To clear the path for eVTOL’s service entry — Joby Aviation and Archer Aviation are both planning to bring air taxis to market by 2025 — the new types of aircraft will have to be “equipped with communications, navigation and surveillance capability that’s consistent with traditional airspace and operational regulatory requirements … and conforming to current air traffic control infrastructure,” Dunning explained. “For the near term, as we think about developing infrastructure and new standards, we’re very focused on vertiports and landing and takeoff facilities.”

Such facilities will have to be ready to handle eVTOLs as soon as 2025, but also must be designed with a view toward managing high frequency operations in the future, Dunning said.

“What ground infrastructure is going to be required to enable, not only the initial entry into service, but those future states in five to 10 years when we’re looking at a much higher tempo of operations?” he said.

Aircraft charging stations are a critical element, and maintenance standards need to be established as well, Dunning said.

“[If] you’re working at a fixed-base operator and you’re bringing in these aircraft on a daily basis, how do you safely handle this aircraft? How do you safely work with these high voltage electric systems?” he said.

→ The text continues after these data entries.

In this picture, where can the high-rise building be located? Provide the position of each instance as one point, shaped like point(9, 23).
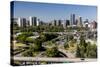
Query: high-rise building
point(54, 22)
point(59, 23)
point(23, 22)
point(72, 19)
point(79, 23)
point(33, 21)
point(19, 22)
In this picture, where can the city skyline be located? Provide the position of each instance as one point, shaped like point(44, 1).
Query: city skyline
point(47, 12)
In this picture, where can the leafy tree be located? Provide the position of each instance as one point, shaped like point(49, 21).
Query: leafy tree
point(52, 52)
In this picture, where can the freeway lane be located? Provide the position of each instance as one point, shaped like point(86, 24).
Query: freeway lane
point(53, 59)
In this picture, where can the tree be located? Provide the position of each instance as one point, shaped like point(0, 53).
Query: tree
point(52, 52)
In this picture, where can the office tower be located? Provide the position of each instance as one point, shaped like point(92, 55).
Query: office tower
point(94, 25)
point(54, 22)
point(72, 19)
point(67, 22)
point(59, 23)
point(86, 23)
point(33, 21)
point(79, 23)
point(19, 22)
point(23, 22)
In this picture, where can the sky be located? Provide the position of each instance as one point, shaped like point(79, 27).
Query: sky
point(49, 11)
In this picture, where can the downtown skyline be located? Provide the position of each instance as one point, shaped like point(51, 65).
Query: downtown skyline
point(47, 12)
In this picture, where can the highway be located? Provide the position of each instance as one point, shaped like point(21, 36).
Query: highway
point(50, 59)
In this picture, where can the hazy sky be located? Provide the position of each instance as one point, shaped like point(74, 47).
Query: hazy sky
point(49, 12)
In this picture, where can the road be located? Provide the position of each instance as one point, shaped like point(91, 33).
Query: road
point(53, 59)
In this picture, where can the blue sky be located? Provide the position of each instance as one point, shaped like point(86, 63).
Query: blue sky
point(48, 12)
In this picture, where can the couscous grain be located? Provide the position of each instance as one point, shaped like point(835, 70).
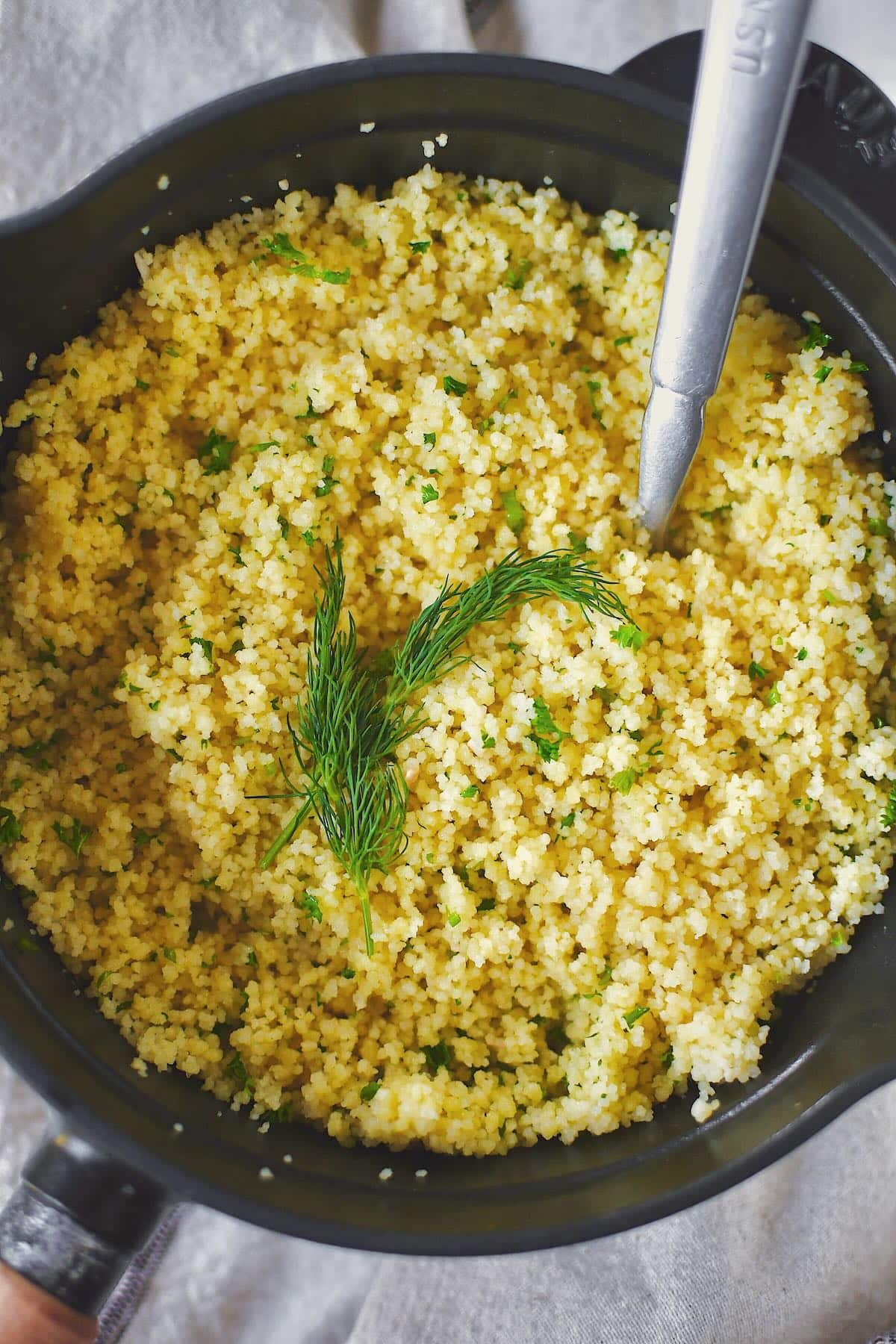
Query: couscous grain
point(567, 940)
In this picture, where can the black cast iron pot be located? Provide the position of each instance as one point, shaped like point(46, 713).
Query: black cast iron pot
point(829, 245)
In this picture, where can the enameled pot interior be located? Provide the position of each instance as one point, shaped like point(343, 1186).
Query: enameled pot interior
point(608, 144)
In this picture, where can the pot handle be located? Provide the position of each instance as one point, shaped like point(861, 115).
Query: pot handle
point(67, 1234)
point(31, 1316)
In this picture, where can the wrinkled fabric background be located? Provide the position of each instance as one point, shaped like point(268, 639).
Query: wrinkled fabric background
point(802, 1253)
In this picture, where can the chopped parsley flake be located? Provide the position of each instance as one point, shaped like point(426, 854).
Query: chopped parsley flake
point(311, 906)
point(438, 1057)
point(815, 336)
point(629, 638)
point(514, 511)
point(207, 647)
point(889, 815)
point(10, 828)
point(73, 836)
point(593, 386)
point(311, 413)
point(327, 482)
point(514, 277)
point(217, 449)
point(623, 781)
point(237, 1070)
point(546, 735)
point(281, 246)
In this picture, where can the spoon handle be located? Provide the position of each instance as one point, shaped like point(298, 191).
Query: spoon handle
point(750, 66)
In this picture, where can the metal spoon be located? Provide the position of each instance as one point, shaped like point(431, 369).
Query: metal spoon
point(753, 57)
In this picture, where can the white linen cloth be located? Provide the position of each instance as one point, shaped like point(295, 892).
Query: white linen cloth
point(803, 1253)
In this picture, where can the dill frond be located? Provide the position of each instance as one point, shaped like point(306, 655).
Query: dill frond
point(430, 650)
point(355, 712)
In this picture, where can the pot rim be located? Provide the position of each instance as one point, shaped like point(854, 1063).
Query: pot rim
point(176, 1175)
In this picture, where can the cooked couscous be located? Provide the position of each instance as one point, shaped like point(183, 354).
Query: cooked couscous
point(618, 850)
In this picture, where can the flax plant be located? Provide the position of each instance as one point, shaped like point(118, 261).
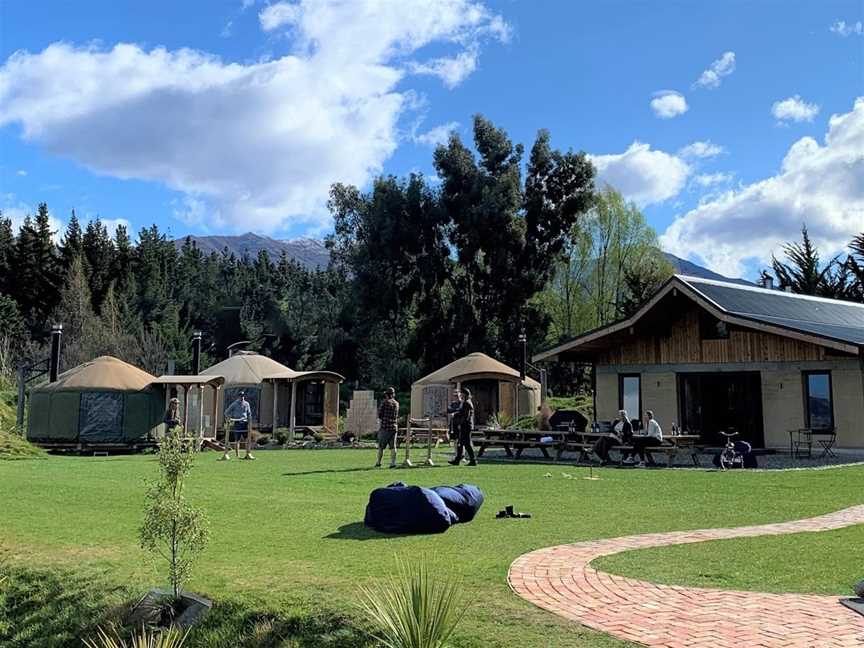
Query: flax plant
point(414, 608)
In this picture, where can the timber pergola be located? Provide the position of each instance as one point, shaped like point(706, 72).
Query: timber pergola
point(187, 383)
point(294, 378)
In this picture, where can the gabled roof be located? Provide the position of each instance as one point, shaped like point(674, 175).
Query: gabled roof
point(827, 322)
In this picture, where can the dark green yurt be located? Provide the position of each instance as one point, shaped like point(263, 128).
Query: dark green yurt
point(104, 402)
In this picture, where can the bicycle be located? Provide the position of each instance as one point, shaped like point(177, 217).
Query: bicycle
point(729, 456)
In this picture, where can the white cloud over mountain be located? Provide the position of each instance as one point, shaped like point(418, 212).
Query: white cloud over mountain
point(794, 109)
point(252, 145)
point(820, 185)
point(642, 175)
point(722, 67)
point(667, 104)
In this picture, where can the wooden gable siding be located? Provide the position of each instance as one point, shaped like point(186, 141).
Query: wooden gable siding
point(682, 344)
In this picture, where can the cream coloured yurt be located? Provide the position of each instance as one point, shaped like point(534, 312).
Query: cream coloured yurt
point(493, 388)
point(308, 399)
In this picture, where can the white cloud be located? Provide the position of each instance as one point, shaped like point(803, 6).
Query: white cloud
point(642, 175)
point(701, 150)
point(258, 143)
point(711, 179)
point(821, 186)
point(437, 135)
point(724, 66)
point(850, 29)
point(668, 103)
point(794, 109)
point(452, 71)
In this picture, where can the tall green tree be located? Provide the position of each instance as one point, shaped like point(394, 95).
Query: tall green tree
point(612, 264)
point(38, 273)
point(803, 270)
point(507, 235)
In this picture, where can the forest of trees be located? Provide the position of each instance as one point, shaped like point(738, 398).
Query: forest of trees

Also needed are routine and standard eVTOL battery testing procedures and rescue and firefighting plans in the case of an emergency.

“This may be seemingly obvious material, but you can’t get to the finish line and then realize, ‘I took that for granted and now I have a problem.’ Battery testing, rescue and firefighting all need to go into the near-term bucket as additional areas of standards development [for eVTOLs],” Dunning said.